In an article with 250 footnotes recently published in the Journal of Orthomolecular Medicine, an alternative publication, Foster cites an Ontario study involving 668 autopsy-verified Alzheimer's brains, showing an increased risk by a factor of 2.5 in people drinking water with more than 100 micrograms of aluminium.
Foster says Alzheimer's is among the toughest diseases to investigate because it can be proven only by autopsy.
"The reason (contact with aluminium) does not cause Alzheimer's in everybody is that its toxicity varies with people's intake of things like calcium and magnesium," says Foster. Aluminium ingestion is bad news for those who are deficient in these two minerals. He takes supplements of calcium and magnesium, as well as anti-oxidants Vitamin E and C and breathes a sigh of relief that Victoria doesn't filter its water, hence no added aluminium to the supply.
"The worst thing you can do is to use aluminium sulphate to make the sediments settle out of the water." he says.
And for the first time, a federal-provincial committee has set the upper limit on aluminium as 100 micrograms per litre based on short-circuiting neurological toxicity, according to federal scientist Barry Thomas. These are not called guidelines, but operational guidance values. The final recommendations are due in 2001.

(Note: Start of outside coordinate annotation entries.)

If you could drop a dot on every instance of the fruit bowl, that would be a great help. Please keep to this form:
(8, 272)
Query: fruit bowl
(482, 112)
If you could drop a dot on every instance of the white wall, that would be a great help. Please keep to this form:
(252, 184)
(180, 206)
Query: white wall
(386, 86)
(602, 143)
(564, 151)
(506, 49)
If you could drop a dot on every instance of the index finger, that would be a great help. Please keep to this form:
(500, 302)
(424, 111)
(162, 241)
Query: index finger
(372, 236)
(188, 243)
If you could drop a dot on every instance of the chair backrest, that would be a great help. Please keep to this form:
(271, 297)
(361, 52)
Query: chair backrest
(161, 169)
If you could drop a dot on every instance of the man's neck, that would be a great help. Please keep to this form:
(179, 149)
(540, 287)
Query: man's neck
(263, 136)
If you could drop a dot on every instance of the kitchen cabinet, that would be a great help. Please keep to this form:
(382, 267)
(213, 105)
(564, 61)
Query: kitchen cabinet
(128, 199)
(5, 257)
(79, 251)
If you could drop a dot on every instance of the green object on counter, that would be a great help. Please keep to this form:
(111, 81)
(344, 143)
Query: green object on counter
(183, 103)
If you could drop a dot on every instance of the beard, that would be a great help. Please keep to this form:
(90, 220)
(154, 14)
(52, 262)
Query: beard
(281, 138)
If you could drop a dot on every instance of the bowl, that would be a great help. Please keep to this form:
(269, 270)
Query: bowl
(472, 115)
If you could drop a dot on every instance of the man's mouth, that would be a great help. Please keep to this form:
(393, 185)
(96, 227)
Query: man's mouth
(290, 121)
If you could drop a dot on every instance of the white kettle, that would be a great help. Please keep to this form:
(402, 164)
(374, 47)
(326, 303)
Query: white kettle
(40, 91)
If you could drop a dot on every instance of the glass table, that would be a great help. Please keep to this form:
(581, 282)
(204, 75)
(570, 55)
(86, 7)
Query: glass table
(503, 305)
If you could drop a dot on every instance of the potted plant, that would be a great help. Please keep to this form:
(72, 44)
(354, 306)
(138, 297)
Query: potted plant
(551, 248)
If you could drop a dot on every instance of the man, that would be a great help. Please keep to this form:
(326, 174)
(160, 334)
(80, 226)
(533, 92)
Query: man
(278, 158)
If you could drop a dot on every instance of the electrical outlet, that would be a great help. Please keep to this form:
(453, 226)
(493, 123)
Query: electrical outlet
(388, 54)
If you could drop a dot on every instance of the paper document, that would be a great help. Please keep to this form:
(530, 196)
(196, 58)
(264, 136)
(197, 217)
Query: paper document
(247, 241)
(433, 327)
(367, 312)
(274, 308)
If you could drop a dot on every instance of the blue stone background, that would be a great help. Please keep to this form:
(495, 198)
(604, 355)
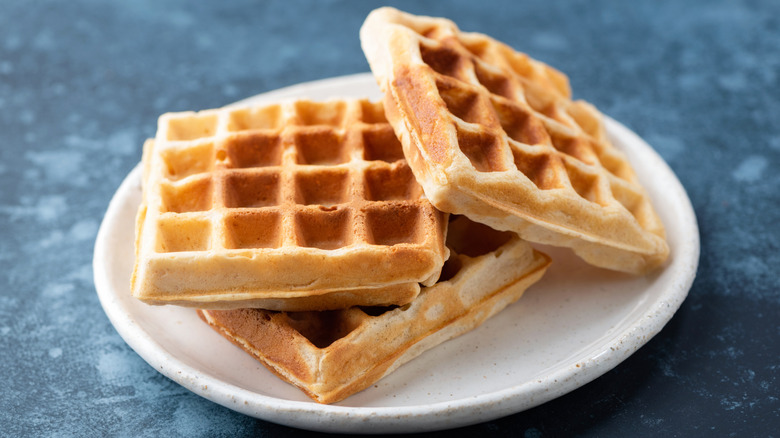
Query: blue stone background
(82, 83)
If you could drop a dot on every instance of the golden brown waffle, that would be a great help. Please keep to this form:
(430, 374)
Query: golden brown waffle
(334, 354)
(494, 135)
(292, 206)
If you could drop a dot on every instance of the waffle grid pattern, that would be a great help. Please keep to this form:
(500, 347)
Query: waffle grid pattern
(290, 201)
(507, 123)
(313, 183)
(494, 134)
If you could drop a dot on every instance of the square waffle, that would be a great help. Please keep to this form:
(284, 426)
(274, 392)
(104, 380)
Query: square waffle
(291, 206)
(331, 355)
(494, 135)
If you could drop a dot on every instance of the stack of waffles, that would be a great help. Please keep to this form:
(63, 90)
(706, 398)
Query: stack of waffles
(335, 241)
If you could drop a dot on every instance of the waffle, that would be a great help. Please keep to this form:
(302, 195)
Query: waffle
(333, 354)
(293, 206)
(494, 135)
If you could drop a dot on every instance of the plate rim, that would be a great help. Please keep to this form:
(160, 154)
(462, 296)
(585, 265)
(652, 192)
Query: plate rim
(411, 418)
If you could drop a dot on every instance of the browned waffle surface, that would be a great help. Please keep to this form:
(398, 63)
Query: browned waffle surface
(292, 202)
(331, 355)
(494, 135)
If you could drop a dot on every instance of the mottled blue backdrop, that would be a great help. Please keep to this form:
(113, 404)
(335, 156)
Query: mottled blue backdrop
(82, 83)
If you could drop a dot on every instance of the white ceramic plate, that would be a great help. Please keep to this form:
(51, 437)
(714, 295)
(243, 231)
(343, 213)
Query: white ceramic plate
(574, 325)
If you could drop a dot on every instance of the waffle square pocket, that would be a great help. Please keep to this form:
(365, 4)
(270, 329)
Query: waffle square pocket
(291, 206)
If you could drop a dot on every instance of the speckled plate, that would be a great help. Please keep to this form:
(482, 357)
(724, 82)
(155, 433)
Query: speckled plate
(573, 326)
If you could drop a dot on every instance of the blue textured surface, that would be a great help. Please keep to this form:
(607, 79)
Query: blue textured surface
(82, 83)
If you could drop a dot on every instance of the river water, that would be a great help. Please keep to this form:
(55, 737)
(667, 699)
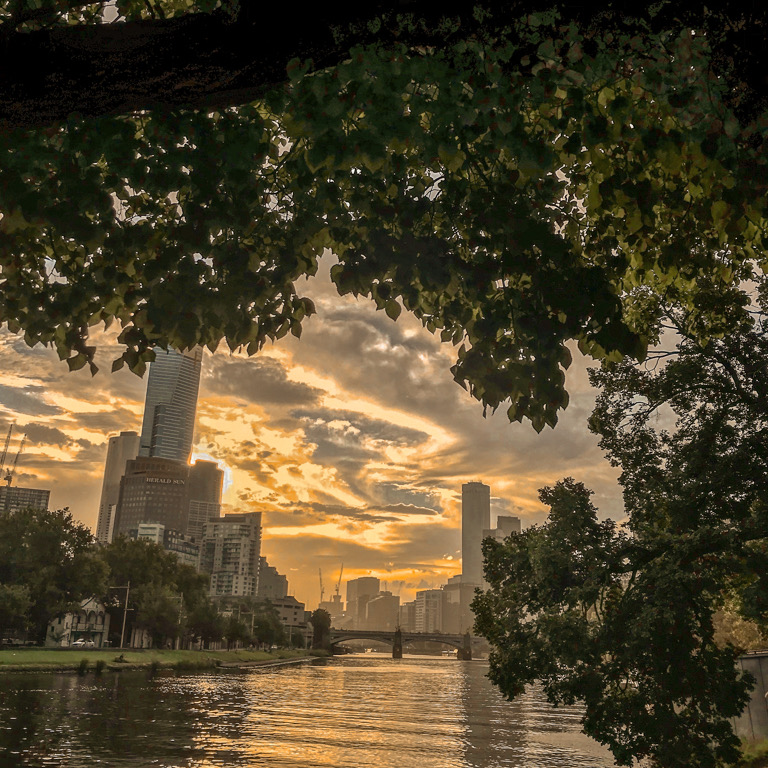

Victoria water has less than 65 micrograms per litre, reports the Capital Regional District water department but Foster notes it is naturally deficient in magnesium and calcium.
Dietary levels of elements formed by the minerals zinc, phosphorus, calcium and magnesium greatly affect the absorption of aluminium in the digestive tract and the metal's ability to cross the blood-brain barrier, he says.
And when it gets to the brain, aluminium tends to replace these minerals in hundreds of important enzymes and proteins, impairing their function.
Alzheimer's is the end product of a series of malfunctioning enzymes and novel compounds creating "cascades of biochemical dysfunction's" which in turn cause degeneration of neurones, he says.
"Another thing that is making it much worse is that in processing food, we tend to take out a lot of the magnesium, so that fast foods and processed white bread are much lower in magnesium than (food) our ancestors would get."
Foster does not discount genetic factors in Alzheimer's: "The same enzymes that the
aluminium damages can be damaged automatically because of a genetic defect."
Despite the increasing preponderance of aluminium in the environment, Foster says that according to hair analysis, high levels can be counteracted by increasing the intake of calcium and magnesium. "In a year or so, maybe two years, you can gradually get rid of the aluminium. by upping your calcium and magnesium."
Foster is used to swimming on the outer shores of the mainstream: in the 1980's he advocated selenium supplements as protection against cancer and recently, Harvard University researchers associated this trace element with protection against prostate cancer. But they stopped short of advocating supplements.
He also published an article on road salt as the most carcinogenic toxin in Canada in the prestigious Journal of the National Cancer Institute, and notes that now Ottawa is on the verge of curbing road salt. But that decision, says Foster, is out of concern for plant and animal health rather than human health.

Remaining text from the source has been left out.